To date, many industrial embedded systems are very large, flexible, and highly configurable software systems, containing millions of lines of code and consisting of hundreds of tasks, many with real-time constraints, being triggered in complex, nested patterns. Furthermore, the temporal dependencies between tasks in such systems are difficult to determine analytically, and they vary the execution time and response time of tasks greatly. We refer to such systems as Complex Real-Time Embedded Systems (CRTES).
To maintain, analyze and reuse such CRTES is very difficult and expensive, which, nevertheless, offers high business value in response to great concern in industry. Moreover, in such context, not only the functional behavior of systems has to be assured, but also non-functional properties such as the temporal behavior, i.e., Worst-Case Response Time (WCRT) of the adhering tasks in systems has to be known. However, due to high complexity of such systems and the nature of the problem, the exact WCRT of tasks is impossible to find in practice, but may only be bounded. In addition, the existing relatively well-developed theories for modeling and analysis of real-time systems are having problems, which limit their application in the context. In this thesis, we address this challenge, and present a framework for approximate timing analysis of CRTES that provides a tight interval of WCRT estimates of tasks by the usage of three novel contributions.
The first contribution is a novel statistical approach to WCRT analysis of CRTES. The proposed algorithm combines Extreme Value Theory (EVT) with other statistical methods in order to produce a probabilistic WCRT estimate, using response time data from either Monte Carlo simulations of a detailed model of the system, or time-stamped traces of the real system execution. The focus of the method is to give a WCRT prediction with a given probability of being exceeded, which potentially could be considered as an upper bound on the WCRT estimate in systems, especially in the case where conventional timing analysis methods cannot be applied.
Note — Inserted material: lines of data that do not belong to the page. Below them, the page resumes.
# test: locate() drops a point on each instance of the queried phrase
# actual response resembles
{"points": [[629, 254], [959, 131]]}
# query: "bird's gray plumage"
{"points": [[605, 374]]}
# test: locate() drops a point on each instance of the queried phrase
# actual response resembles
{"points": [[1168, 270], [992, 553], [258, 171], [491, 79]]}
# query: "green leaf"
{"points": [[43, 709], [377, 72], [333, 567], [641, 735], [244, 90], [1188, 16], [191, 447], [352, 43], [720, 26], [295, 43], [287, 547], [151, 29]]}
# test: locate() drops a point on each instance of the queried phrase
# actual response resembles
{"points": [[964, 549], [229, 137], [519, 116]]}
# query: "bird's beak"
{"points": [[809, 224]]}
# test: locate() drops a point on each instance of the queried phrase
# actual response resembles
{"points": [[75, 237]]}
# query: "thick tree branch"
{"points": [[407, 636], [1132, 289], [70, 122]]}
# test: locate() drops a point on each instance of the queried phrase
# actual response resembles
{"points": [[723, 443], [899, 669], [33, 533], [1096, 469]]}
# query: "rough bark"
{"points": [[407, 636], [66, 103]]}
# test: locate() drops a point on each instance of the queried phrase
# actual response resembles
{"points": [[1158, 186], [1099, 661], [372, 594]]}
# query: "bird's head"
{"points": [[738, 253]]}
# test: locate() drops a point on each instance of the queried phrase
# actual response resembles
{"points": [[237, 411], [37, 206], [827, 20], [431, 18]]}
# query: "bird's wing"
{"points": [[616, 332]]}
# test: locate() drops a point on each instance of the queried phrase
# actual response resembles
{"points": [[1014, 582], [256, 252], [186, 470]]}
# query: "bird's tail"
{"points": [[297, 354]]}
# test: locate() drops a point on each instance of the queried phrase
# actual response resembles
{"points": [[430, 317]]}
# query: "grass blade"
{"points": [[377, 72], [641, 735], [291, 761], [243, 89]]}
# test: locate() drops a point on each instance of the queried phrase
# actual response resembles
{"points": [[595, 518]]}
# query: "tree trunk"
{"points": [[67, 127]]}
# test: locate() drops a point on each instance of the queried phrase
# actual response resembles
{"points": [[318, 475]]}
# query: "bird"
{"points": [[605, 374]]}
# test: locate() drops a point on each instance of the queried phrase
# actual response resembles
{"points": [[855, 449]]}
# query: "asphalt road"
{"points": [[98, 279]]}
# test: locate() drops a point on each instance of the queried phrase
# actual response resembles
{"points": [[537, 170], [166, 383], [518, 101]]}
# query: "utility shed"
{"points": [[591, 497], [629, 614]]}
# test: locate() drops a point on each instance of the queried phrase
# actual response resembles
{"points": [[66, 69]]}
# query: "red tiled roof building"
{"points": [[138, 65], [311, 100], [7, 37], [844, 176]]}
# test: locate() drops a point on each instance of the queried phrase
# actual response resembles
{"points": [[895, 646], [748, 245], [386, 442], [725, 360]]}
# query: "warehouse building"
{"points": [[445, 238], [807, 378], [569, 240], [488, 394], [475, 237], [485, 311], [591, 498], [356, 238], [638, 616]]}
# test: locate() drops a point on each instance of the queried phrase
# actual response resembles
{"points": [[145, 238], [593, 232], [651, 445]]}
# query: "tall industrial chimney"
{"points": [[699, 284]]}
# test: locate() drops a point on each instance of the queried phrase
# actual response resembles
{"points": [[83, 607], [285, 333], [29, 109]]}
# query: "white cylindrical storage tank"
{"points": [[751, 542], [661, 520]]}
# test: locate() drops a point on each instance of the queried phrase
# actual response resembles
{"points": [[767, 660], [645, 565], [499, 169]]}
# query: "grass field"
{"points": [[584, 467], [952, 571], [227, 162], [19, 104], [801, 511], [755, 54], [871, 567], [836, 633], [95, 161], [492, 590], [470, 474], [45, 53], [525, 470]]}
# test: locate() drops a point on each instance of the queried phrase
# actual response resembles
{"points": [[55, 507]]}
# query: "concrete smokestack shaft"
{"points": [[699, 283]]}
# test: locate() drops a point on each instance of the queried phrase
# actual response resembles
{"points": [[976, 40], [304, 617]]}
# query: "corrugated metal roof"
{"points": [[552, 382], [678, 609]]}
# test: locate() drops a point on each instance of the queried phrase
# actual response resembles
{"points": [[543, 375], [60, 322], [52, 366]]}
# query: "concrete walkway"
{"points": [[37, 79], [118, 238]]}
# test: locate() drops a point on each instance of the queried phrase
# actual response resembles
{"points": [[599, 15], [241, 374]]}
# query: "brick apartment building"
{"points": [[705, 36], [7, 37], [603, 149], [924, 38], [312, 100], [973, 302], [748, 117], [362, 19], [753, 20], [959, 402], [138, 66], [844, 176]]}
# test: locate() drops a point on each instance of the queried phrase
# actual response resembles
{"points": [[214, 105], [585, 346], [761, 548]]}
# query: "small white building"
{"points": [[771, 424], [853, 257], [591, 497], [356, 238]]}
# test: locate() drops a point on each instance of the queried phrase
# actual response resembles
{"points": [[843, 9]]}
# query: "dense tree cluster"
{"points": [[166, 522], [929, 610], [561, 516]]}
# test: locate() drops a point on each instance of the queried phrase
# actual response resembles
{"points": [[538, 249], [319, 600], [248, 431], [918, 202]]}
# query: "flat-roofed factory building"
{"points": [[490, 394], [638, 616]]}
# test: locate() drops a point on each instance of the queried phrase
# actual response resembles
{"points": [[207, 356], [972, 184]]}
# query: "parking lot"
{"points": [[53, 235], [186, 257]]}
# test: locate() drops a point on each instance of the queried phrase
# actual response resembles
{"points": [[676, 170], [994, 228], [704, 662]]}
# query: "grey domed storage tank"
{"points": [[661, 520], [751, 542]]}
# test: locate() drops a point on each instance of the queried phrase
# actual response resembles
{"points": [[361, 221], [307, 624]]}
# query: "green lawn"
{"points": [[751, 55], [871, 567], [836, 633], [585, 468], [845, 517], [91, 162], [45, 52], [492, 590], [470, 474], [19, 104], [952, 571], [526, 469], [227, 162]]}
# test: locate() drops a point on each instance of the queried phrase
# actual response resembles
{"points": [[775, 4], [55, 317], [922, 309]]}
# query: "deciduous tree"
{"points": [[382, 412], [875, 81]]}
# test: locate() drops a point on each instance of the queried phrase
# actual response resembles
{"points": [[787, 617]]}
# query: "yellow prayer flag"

The second contribution is to introduce a concrete process of formally obtaining the exact value of both Worst-Case Execution Time (WCET) and WCRT of tasks in the system model by using upper-part binary search algorithms together with a timed model checker, after a semantic-preserving model transformation. The underline premise is that the size and complexity of CRTES have to be reduced such that they can be manageable by the model checking tool.
The third contribution is to apply an optimization algorithm, in this case a meta-heuristic search algorithm, on top of the traditional Monte Carlo simula-tion, which yields substantially better results with respect to tight lower bounds on WCRT estimates of tasks in CRTES.
In addition, a number of tools have been implemented and used for the evaluation of the research results. These evaluations, using four simulation models depicting two fictive but representative industrial control applications, give clear indication that the proposed methods have the potential to be both applicable and useful in practice.